Role: Software Engineer

Duration: August 2017 - Present


At Intuit, my team works on the onboarding flow for getting Quickbooks customers signed up with Payments, so essentially we deal with everything related to a sign up page. My focus during my time at intuit is to learn as much as I can about React + Redux, but also be a driver in providing a good user experience.


DocUploader is one of the first ‘big’ contributions towards Intuit within my first year. I had roughly 4 weeks to develop the UI from scratch, and this was my first project that I owned.

As part of the onboarding process, about 10% of customers sign up need to verify their identity by providing a form of Identification Document (Passport, Driver License, etc). The previous process was that the customer had to call customer care and fax/email their documentation, which took roughly 24-48 hours to complete, depending on what was needed. With DocUploader, the customer was able to attach a picture and send it online without having to talk to a care agent. This significantly reduced the time, as a process that took 24-48 hours was cut down to about 10 minutes. Roughly 200+ uploads were made within the first month, and that saved Intuit about at least $5,000 at $25 per care call. However, the most important part was that we were able to save the user’s time as well as care agents’ time.

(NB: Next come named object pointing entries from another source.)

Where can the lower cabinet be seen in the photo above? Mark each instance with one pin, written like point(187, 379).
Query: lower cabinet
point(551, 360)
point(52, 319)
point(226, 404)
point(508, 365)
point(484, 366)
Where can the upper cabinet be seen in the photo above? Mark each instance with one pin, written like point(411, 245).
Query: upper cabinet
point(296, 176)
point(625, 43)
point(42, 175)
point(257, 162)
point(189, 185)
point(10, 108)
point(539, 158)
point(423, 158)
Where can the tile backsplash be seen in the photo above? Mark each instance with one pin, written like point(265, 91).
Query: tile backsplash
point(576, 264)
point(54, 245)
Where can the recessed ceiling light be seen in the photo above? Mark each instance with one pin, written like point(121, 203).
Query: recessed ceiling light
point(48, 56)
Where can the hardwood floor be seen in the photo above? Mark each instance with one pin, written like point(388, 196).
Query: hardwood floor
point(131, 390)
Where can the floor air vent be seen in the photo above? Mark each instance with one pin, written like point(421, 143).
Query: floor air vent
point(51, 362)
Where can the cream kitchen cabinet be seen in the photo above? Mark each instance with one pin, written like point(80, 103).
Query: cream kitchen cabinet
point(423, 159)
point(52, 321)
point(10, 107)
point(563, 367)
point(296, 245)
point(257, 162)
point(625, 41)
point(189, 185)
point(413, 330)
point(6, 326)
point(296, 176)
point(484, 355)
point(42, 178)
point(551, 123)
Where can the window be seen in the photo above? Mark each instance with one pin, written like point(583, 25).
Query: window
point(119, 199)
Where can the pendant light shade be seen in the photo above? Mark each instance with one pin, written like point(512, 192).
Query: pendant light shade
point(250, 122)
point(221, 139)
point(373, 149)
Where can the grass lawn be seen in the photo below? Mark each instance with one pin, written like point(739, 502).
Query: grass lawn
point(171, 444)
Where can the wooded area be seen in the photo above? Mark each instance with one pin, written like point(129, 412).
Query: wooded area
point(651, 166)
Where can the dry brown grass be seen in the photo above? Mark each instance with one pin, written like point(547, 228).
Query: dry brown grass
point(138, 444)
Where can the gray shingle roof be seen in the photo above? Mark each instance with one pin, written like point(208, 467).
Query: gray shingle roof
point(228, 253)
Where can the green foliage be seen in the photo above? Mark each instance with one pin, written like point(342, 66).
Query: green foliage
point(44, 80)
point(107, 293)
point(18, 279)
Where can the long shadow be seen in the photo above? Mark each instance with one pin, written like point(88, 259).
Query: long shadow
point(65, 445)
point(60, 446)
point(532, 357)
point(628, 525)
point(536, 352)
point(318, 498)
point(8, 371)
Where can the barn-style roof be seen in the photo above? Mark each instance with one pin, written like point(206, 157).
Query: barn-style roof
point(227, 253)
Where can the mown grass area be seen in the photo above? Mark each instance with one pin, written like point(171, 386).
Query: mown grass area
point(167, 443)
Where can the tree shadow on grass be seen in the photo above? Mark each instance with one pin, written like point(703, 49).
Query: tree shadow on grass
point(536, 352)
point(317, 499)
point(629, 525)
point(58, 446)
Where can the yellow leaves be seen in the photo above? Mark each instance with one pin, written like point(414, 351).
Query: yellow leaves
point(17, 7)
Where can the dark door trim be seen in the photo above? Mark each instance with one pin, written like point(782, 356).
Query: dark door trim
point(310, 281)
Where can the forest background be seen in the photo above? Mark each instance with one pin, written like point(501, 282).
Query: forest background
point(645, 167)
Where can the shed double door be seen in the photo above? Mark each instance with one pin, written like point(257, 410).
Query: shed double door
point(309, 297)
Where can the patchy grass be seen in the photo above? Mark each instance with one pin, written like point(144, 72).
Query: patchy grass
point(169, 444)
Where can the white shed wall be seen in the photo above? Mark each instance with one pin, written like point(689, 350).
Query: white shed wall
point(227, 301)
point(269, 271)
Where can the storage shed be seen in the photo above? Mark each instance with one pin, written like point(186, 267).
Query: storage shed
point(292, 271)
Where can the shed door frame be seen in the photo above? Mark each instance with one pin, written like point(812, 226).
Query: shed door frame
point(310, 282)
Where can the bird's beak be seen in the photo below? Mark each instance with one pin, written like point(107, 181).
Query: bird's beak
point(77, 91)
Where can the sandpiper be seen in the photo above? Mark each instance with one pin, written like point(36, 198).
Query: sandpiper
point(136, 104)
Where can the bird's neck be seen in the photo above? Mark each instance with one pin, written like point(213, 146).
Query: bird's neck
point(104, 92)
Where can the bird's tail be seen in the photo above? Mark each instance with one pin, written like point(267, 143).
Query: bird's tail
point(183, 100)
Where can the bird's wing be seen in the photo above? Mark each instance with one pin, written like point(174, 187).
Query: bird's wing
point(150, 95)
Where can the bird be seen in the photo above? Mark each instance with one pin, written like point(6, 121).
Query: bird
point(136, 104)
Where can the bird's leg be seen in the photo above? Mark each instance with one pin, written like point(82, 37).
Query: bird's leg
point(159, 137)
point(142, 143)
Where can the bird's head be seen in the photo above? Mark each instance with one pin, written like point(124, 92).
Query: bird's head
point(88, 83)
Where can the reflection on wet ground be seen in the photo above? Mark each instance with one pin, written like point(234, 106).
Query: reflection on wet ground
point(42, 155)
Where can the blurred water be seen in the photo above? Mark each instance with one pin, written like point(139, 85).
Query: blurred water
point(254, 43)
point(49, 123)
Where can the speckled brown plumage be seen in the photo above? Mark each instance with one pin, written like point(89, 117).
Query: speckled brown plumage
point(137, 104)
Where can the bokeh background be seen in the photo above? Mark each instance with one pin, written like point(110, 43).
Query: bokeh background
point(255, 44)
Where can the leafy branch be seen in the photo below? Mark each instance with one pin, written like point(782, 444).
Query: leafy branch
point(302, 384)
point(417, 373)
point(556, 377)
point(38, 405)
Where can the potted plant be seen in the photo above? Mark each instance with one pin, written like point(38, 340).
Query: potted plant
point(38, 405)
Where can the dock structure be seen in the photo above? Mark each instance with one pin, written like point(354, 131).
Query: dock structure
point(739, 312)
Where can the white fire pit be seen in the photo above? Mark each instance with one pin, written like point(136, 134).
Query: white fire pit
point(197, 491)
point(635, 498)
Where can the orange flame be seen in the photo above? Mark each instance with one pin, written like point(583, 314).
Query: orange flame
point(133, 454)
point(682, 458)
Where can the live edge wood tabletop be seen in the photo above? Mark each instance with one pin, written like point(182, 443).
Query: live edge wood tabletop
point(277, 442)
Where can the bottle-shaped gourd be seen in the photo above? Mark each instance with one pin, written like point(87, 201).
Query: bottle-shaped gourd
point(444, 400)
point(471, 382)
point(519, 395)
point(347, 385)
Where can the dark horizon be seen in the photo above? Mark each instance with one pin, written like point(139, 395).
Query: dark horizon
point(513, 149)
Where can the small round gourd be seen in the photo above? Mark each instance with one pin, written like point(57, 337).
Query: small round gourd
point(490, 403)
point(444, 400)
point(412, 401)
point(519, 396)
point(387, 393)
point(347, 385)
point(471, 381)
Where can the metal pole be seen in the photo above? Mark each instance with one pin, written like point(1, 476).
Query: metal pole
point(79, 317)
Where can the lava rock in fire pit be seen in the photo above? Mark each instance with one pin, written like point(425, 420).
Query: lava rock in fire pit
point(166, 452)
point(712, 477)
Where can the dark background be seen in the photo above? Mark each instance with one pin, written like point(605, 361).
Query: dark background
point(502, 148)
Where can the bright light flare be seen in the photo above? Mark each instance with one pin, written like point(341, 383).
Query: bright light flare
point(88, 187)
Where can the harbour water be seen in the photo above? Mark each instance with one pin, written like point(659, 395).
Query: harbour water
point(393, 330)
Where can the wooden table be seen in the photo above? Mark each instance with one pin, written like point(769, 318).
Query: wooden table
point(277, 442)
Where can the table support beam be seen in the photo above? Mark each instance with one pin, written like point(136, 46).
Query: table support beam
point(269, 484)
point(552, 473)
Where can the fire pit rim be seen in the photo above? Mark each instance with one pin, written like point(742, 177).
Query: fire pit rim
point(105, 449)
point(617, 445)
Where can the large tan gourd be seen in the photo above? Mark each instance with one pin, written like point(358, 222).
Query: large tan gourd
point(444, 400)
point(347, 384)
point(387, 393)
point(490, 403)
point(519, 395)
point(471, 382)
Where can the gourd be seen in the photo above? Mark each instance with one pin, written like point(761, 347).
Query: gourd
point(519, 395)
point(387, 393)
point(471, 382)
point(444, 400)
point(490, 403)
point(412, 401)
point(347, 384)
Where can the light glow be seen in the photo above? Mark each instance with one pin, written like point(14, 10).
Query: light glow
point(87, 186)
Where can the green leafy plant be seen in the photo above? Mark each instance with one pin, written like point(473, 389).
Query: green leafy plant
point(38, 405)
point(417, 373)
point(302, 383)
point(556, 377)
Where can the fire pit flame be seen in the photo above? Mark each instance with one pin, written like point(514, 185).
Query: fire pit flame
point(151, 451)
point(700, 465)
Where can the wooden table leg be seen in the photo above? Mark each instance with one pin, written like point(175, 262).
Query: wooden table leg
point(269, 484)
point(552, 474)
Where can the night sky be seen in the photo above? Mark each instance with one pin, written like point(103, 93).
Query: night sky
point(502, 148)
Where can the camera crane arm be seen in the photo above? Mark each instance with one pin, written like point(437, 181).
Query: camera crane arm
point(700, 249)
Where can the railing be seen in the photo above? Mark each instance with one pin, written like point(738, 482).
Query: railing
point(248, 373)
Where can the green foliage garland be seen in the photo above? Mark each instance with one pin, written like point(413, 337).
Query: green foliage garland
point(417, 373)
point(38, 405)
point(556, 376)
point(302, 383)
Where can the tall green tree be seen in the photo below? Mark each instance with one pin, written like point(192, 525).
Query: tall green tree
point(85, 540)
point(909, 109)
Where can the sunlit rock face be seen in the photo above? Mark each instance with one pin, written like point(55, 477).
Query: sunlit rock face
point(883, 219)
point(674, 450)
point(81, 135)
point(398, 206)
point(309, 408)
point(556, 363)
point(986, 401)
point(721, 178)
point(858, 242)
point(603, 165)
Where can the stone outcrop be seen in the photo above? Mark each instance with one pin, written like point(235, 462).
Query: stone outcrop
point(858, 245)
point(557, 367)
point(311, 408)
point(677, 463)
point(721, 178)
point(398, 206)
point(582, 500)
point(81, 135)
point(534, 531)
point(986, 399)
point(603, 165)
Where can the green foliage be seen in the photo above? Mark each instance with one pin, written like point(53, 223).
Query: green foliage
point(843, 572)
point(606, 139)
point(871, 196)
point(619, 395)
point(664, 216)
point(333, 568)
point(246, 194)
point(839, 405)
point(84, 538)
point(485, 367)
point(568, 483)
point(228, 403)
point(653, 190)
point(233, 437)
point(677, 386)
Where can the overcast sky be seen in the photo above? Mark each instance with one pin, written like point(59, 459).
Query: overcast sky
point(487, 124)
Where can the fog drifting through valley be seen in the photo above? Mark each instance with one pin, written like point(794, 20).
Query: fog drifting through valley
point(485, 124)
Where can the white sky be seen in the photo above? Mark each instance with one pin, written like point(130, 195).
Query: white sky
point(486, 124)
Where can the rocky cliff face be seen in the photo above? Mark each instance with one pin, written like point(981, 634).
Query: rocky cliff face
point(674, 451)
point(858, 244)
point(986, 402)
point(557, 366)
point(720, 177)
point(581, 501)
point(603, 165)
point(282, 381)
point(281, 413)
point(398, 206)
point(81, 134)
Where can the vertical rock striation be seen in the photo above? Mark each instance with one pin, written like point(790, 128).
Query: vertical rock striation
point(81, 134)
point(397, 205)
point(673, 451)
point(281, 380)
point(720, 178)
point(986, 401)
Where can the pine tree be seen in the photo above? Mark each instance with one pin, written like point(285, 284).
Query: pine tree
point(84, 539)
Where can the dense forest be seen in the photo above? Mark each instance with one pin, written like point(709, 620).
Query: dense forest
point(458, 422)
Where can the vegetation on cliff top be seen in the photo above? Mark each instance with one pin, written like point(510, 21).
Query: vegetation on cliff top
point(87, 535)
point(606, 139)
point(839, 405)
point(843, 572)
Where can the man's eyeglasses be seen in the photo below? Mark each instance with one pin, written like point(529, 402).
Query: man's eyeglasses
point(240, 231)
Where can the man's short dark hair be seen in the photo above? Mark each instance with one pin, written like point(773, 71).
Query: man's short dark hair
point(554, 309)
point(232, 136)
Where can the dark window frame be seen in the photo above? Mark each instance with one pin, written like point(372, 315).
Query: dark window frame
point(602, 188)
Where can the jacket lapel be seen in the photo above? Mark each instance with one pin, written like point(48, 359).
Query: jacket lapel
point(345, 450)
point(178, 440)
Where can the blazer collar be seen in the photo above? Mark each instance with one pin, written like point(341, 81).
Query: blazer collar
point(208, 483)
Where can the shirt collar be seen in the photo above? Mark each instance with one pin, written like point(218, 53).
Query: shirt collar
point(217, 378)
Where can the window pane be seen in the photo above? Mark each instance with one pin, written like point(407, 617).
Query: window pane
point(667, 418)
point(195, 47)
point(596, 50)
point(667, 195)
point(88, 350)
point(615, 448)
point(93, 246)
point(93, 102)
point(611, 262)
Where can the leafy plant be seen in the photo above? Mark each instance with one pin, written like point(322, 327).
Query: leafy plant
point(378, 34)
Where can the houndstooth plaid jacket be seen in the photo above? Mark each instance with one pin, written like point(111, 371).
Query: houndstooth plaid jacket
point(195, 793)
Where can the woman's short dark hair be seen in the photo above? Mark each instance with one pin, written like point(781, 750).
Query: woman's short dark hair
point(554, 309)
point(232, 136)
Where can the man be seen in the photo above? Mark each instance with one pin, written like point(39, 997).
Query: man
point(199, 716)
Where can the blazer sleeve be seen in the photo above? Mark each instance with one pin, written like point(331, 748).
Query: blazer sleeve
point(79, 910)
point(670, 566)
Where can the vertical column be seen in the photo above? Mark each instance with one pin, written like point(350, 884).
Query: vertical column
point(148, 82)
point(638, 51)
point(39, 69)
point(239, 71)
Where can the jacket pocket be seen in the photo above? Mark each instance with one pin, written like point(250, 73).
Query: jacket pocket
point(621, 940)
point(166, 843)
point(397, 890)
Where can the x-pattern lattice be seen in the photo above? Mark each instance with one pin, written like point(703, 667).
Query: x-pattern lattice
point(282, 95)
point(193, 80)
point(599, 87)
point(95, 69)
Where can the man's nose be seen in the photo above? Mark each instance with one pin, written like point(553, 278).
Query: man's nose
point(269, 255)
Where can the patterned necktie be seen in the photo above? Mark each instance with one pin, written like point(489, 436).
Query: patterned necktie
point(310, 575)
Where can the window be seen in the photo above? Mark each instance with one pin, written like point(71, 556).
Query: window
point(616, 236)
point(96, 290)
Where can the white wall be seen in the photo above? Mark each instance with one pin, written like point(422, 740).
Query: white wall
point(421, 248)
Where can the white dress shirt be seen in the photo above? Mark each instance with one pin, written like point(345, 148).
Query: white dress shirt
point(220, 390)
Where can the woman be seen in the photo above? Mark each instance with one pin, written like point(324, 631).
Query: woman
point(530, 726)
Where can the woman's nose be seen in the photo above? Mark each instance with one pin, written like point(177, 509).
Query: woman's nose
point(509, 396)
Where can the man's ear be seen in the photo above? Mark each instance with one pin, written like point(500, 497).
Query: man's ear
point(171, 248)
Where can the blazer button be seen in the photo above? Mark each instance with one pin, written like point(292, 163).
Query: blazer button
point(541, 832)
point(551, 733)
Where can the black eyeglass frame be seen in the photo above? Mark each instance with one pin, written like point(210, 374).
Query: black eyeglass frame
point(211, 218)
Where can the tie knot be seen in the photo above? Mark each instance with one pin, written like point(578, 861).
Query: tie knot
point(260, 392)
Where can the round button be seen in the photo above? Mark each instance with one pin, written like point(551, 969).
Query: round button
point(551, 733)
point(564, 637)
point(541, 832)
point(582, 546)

Creating the UI took roughly 1.5 weeks, but testing the UI took the other 2.5 weeks. For the most part, everything was self explanatory, but as I developed, I really wanted to make sure that this was a usable product, so I tried to engage myself in discussions with the designers.

Design issues that surfaced during development:

  • Dragging and dropping was a feature that was requested, but I realized that there was nothing in place with the design/prototype to reflect to a user that as they are dragging their file, they need to know where the file is going to drop.
    • This was mainly a problem for driver licenses since there needed to be a front and a back, thus creating two drop areas.
  • Another issue was that only one error message was provided in the design spec: if the file selected was too big.
    • We needed to account for things like invalid file types and drag/dropping multiple files.
    • This was not so much an engineering issue, so the fix was just to provide a proper error message to let the user know what they did wrong.

A valuable thing that I learned from this project was to not only be able to manage expectations between my PM and manager but also be able to develop the leadership skills to collaborate with my team and designers to get this out to production.

Intuit Design Systems [IDS] Accordion Component

Initially, I volunteered to take up a task to research what it would take to make an accordion component for a new onboarding flow my team was going to work on. After doing all the research and having countless meetings with the designers to figure out every single edge case that the accordion would have, I really wanted to build that component. Due to my NDA, I cannot show what it looks like just yet, as it is not officially released even within Intuit, but stay tuned!

My ultimate goal was to not only make a component that my team can use, but also make a component that could be potentially used by other teams. As I found out, this accordion design is a design pattern that would be used throughout all of Quickbooks, and there was a bare bones version of an accordion that I could build on top of.

Key Features:

  • Utilize a version of an existing accordion and modify it so that it is customizable for the consumer
  • Collaboration with motion designers to be consistent with Intuit’s new motion design guidelines
  • Customizable to different themes to match Intuit’s respective products
  • Working towards graduation for officially being a part of Intuit Design Systems
    • Upgraded project to React 16
    • Collaboration with Accessibility team to meet Intuit’s standards
    • Provide help and information externally to other teams for consumption

My initial thought was to not use the existing accordion, but the more I did my research the more it made sense: the bare bones version would be a part of the intuit design system, it was made so that it could be customizable (with a few improvements), and it would not require to make something from scratch. This was something I only found out after going back and forth as to if should make a component from scratch, or leverage something that has the basic functionality in place. The bare bones accordion was definitely not an exact match, but after collaborating with the developer, we were able to make it so that the consumers of the accordion had full control as to what the header and body components would have. My further contributions were to pass in props in the react component to be able to provide the styling for the Quickbooks wide accordion. I also developed a theme provider so that this accordion style could take up different themes based on whatever product it was used for: mint, quickbooks, turbo tax, etc.

At the end of the contribution, I was able to make something that could be used throughout Intuit, as I felt that it would be ultimately inefficient for another team to develop the same thing. In fact, multiple teams were designing new UIs with the accordion style that my team was using. This accordion currently sits as a lab component, but once two teams use it and it meets proper code coverage, it will be graduated into IDS officially, and it will be packaged into every project automatically as currently it is available in Intuit’s npm registry meaning developers have to install it manually.